Robots are getting better at many tasks, but touch remains a difficult part of human-robot interaction. A system led by the German Aerospace Center and published in Science Robotics points to a different route: instead of wrapping a machine in artificial skin, it reads contact through forces sensed inside the robot itself.
The result is a robotic arm that can detect where it is being touched, analyze how pressure is applied and interpret simple signals drawn on its surface. The goal is not just to give robots a new sense, but to make communication with them less dependent on tablets, keyboards or specialist interfaces.
Why robot touch is hard
Human touch works through more than one pathway. When a person presses lightly on a fingertip, the skin can register the contact through the many receptors in the hand and fingers. That is the model roboticists often try to imitate with artificial skins: cover the robot in sensors so contact can be detected directly at the surface.
That approach has clear appeal, but the source article describes two major drawbacks. Artificial skins can be expensive, and they may struggle with impacts or harsh environments. For robots that need to work around people, especially larger machines, a surface full of delicate sensing hardware can become a practical limitation.
The new system leans on a second way people sense touch. If pressure is stronger, the body can feel the effect through joints, not just skin. In robotics language, that means sensing torque. The researchers recreated that idea in a robotic arm, using the robot’s internal response to contact as the basis for touch detection.
How the system reads contact
The robotic arm contains six sensors. Each one can register very small amounts of pressure applied anywhere along the device. Once the system measures the force and the angle of that force, algorithms map where the touch happened and interpret what the person appears to be communicating.
That turns the surface of the robot into an input area. A person could draw letters or numbers on any part of the robotic arm with a finger, and the robot could interpret those movements as directions. Any part of the robot could also function as a virtual button.
Maged Iskandar, researcher at the German Aerospace Center and lead author of the study, frames the value in terms of interaction. As he puts it,
“Human-robot interaction, where a human can closely interact with and command a robot, is still not optimal, because the human needs an input device.”
He adds that if the robot itself can serve as the device, interactions can become more fluid. In practical terms, the interface is no longer a separate screen or controller. It is the machine’s own body.
Why this could matter for larger robots
The article describes the system as a potentially cheaper and simpler way to provide both touch sensing and communication. That matters because larger robots, including humanoids, continue to attract billions in venture capital investment. If those robots are expected to operate near people, they need ways to receive quick, natural input from humans around them.
A touch-based interface could support that by making commands more immediate. Instead of requiring a person to use a tablet or understand a technical control system, the robot could respond to contact on its own surface. The key idea is straightforward: every square inch of the robot can behave like a touch screen, without needing the wiring, fragility and cost of a conventional touch surface.

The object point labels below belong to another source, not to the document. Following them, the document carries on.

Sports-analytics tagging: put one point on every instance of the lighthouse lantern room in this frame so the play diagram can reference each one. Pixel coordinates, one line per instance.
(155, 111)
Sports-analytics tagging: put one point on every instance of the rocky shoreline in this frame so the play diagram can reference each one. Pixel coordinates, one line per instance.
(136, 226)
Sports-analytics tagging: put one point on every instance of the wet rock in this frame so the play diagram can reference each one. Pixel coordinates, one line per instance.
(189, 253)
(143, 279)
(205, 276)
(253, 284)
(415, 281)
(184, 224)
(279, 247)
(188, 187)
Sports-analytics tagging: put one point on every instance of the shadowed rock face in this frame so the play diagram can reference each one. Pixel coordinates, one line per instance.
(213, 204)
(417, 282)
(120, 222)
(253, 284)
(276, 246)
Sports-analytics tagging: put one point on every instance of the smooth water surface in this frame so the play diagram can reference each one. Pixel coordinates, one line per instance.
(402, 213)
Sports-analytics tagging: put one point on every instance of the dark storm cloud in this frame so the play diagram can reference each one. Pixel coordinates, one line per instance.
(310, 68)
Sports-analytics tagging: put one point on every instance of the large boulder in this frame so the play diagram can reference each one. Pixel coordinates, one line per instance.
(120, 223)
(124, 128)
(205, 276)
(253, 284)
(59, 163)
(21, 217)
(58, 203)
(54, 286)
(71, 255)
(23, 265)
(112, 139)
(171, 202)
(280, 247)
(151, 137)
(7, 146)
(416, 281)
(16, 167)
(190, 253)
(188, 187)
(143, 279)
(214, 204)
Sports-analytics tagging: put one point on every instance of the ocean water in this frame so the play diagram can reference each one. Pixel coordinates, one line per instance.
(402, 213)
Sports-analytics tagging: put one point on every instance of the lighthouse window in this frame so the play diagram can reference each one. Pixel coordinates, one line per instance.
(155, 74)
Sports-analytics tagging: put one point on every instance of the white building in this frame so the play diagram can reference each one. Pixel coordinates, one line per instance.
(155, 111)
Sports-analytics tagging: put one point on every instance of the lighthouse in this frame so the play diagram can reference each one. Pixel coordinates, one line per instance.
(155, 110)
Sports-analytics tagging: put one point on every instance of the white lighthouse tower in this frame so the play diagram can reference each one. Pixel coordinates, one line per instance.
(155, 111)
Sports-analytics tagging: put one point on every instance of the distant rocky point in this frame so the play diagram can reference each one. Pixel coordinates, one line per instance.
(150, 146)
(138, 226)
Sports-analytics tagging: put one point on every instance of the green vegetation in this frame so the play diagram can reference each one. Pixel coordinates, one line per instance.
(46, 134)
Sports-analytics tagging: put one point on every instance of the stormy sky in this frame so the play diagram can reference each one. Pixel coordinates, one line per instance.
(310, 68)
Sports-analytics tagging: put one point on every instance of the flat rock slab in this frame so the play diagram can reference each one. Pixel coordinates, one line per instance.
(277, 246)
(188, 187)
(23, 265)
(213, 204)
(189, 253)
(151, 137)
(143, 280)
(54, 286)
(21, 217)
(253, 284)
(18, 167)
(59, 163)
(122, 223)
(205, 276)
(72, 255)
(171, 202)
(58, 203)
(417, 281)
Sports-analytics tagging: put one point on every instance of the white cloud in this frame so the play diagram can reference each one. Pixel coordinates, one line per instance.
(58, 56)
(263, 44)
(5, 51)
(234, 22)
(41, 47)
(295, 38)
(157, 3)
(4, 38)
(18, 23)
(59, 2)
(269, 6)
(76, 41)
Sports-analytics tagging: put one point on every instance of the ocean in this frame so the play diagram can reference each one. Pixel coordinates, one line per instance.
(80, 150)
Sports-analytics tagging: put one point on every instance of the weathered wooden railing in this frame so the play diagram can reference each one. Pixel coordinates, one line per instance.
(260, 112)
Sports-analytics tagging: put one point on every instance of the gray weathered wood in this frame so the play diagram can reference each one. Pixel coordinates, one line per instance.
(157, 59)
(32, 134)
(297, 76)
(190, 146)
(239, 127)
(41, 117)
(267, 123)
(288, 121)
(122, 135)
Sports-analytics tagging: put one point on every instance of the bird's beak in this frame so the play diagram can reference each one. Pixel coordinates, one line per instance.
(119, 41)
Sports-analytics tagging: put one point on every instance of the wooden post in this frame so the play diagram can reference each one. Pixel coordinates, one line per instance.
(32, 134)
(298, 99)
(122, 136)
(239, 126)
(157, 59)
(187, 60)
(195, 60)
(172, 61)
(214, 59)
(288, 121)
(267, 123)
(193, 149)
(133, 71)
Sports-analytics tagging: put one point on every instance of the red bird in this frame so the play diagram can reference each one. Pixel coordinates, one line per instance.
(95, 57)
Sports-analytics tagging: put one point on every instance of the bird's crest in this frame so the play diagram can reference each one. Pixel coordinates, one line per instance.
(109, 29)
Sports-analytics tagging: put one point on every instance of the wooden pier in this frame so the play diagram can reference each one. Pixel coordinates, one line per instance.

Calogero Maria Oddo, a roboticist who leads the Neuro-Robotic Touch Laboratory at the BioRobotics Institute and was not involved in the work, calls the development significant. He points to the combination of sensors, mathematical mapping and new AI methods as the reason the system stands out.
Oddo also suggests that commercial adoption could be fairly quick because the added investment is more about software than hardware. That distinction matters: software changes are generally less expensive than adding complex physical systems across a robot’s body. The sensors required are commercially available, though the article notes they can cost tens of thousands of dollars.
The limits are still important
The system is not a complete answer to robot touch. One major limitation is that the new model cannot handle more than two points of contact at once. In controlled environments such as a factory floor, that may be manageable. In settings where human-robot interaction is less predictable, it could restrict what the robot can reliably understand.
There is also the cost of the sensing hardware itself. Even without artificial skin, the required sensors are not necessarily cheap. The article describes them as commercially available, but also notes that they can cost tens of thousands of dollars.
Those caveats do not erase the broader implication. The research shows that robot touch does not have to come only from a skin-like covering. A robot can also infer contact by understanding how force moves through its own structure.
What comes next
Oddo expects the future of robot touch to combine both approaches. Humans and other animals use skin-based sensing and joint-based sensing together, and he expects robots working in the real world to do the same.
That points to a more complete model of human-robot interaction. Artificial skin may still be useful for direct surface sensing, while joint-based systems could add durability, coverage and a built-in communication layer. Together, they could help robots interact more safely and smoothly with people and their surroundings.
For now, the key advance is conceptual as much as technical. The robot does not need to be covered in artificial skin to understand touch. With six sensors, careful force measurement and algorithms that interpret contact, the machine’s body can become both a sensing surface and a control interface.